Paul’s story is your story. If he can make the changes necessary to stay clean, you can make the changes you want to make in your life too. 

Here are some ideas to help you change your surroundings to be better supported on your wellness journey.

Assess Your Space

Take a good objective look around. Make sure that the contents of your cabinets, pantry, and refrigerator support your efforts to have a healthy body. For example, are there more salty snack foods than leafy green vegetables? My workplace had candy and sweets everywhere as is typical in healthcare. You may have to make a concerted effort to have nutritious options at the ready. 

If you’ve vowed to work out, make sure your exercise equipment is in good repair and readily accessible. A friend who’s a runner said to always have your shoes and running clothes all laid out in the evening. That gear is the last thing you see before you close your eyes and the first thing in the morning. When you take that small step, you’ve programmed your mind for that run.

Is there clutter around you? It’s hard to be at peace when there’s stuff everywhere. Take a few minutes to tidy up where you live and work (it’s easier if those are one in the same). Check your car too. You’ll feel better having a clean car.  

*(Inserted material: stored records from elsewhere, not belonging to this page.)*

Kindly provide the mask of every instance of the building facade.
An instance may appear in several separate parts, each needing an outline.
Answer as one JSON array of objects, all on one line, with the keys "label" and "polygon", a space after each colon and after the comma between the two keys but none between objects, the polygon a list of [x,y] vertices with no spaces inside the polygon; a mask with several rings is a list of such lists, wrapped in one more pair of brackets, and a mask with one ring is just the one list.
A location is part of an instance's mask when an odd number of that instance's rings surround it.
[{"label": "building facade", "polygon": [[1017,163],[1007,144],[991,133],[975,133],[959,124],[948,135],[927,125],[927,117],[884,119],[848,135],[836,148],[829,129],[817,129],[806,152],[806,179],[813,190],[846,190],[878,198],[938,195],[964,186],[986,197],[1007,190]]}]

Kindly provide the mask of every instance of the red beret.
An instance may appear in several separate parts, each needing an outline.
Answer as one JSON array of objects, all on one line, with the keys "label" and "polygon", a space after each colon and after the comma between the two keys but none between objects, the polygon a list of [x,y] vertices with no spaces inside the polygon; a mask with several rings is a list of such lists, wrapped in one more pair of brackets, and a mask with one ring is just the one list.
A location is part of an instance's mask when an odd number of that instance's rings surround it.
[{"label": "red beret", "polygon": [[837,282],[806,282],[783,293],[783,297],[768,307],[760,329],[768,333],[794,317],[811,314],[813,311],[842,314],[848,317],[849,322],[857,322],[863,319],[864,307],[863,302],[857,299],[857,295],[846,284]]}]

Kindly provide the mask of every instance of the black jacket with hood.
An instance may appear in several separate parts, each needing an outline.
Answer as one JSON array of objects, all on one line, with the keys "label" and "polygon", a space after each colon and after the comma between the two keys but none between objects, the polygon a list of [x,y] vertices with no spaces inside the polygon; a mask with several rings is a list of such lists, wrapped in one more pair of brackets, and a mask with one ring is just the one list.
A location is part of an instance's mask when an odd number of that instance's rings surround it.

If it’s overwhelming to do a deep clean, try this: One time each day do a quick scan of a room or two. Pick up just ten items. Either toss them in the trash or put them away. Another simple thing that has a big impact is to make sure the sink is free of dishes before you go to bed. It feels good to see a clean sink in the morning. 

You May Need New People

Take a good look at the people you choose to spend time with. Do they lift you up and support you in your wellness goals? Do they have their act together? It’s very hard to stay positive if everyone you spend time with is constantly complaining and looking for reasons to be sad or angry. It may be time to find some new people. 

If there’s someone you used to know that you want to reconnect with, go ahead and reach out. It doesn’t mean you will start hanging out again, but it’s good to catch up, see what thoughts are in their head, and what they’ve been doing. Who knows? Maybe an old college friend has a cool new hobby that sparks your creativity. 

You can also check out people in your field on LinkedIn. I’ve “met” some really cool people by just reaching out on LI. Take an online course with an interactive feature. During this time of Covid, I took one of Seth Godin’s classes. Here’s a link to all of Seth’s workshops. I am still in a mastermind for this program and have collaborated with people I’ve met in that class. There are people like you who want to be the best they can be, and who want to do good in the world. You just have to find them.

Final Thoughts

You’re probably somewhere between wanting to learn a new word and trying to stay sober. It’s all about change. Just like a new word doesn’t fit into an old conversation, a new idea doesn’t fit with old thoughts. New habits are not formed in a vacuum. 

Who and what you surround yourself with matters. They influence how you think, feel, and act. Take an honest look around. Make a change and two on the outside and see what a positive impact it has on the inside. 

Is your environment conducive to the changes you want to make in your life?